La ansiedad y el estrés suelen confundirse porque ambos generan síntomas similares, como tensión, inquietud y preocupaciones. Sin embargo, se diferencian por su origen, duración y la forma en que afectan nuestra vida.
- El estrés es una respuesta del cuerpo ante una demanda externa. En niveles adecuados, el estrés puede ser útil porque nos motiva a actuar. Sin embargo, cuando se prolonga demasiado o la presión es muy intensa, puede volverse perjudicial.

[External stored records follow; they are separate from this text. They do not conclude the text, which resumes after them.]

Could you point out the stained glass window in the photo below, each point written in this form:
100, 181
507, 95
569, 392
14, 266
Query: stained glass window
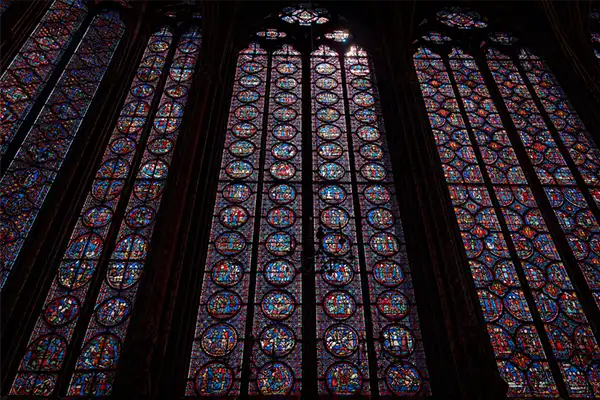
96, 365
56, 324
534, 315
25, 185
28, 73
278, 227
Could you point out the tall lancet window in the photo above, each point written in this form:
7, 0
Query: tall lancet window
36, 151
595, 31
522, 175
307, 283
122, 203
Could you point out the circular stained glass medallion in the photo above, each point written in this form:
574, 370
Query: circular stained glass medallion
325, 68
275, 379
329, 132
371, 152
248, 96
278, 305
279, 273
287, 68
364, 99
373, 172
251, 67
97, 217
62, 310
280, 244
286, 83
336, 244
246, 113
214, 379
393, 304
154, 170
360, 70
377, 194
341, 340
237, 192
388, 273
385, 244
244, 130
380, 218
330, 151
285, 98
282, 194
398, 341
282, 170
75, 274
230, 243
337, 272
113, 311
328, 114
332, 194
284, 151
227, 273
343, 379
403, 380
239, 169
326, 83
368, 133
285, 114
250, 81
339, 305
284, 132
241, 148
327, 98
277, 340
160, 146
281, 217
219, 340
143, 90
233, 216
140, 217
331, 171
123, 275
334, 217
224, 304
123, 145
176, 91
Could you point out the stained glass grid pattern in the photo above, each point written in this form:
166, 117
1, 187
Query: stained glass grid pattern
277, 328
4, 4
554, 296
95, 369
28, 73
572, 210
217, 351
30, 176
55, 326
572, 132
341, 334
399, 346
519, 354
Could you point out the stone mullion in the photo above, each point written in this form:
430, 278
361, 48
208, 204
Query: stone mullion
456, 337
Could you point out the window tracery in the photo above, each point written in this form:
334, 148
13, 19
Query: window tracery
26, 183
262, 228
70, 287
540, 328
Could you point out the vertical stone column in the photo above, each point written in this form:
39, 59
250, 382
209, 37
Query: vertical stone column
163, 326
459, 354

- La ansiedad, en cambio, es más interna y se relaciona con la anticipación de una amenaza futura. No necesita un desencadenante real o inmediato; puede surgir por pensamientos catastróficos o la tendencia a sobrestimar el peligro y subestimar la capacidad de afrontarlo. A diferencia del estrés, la ansiedad suele ser más persistente y puede generar conductas de evitación.
Ambos conceptos tienen un alto componente de subjetividad, el cual nos permite entender por qué algunas personas toleran más el estrés o la ansiedad que otras. Esto es debido a factores de aprendizaje, tanto cognitivos como conductuales que pueden ser trabajados en terapia.
En nuestro centro, se trabaja en ambas problemáticas identificando y modificando los pensamientos disfuncionales, desarrollando habilidades de afrontamiento y utilizando técnicas como la exposición gradual y la reestructuración cognitiva.
Mientras que el estrés suele manejarse regulando la carga de exigencias y adoptando hábitos saludables, la ansiedad necesita un abordaje más profundo para cambiar la percepción del peligro y recuperar el control sobre los pensamientos y emociones.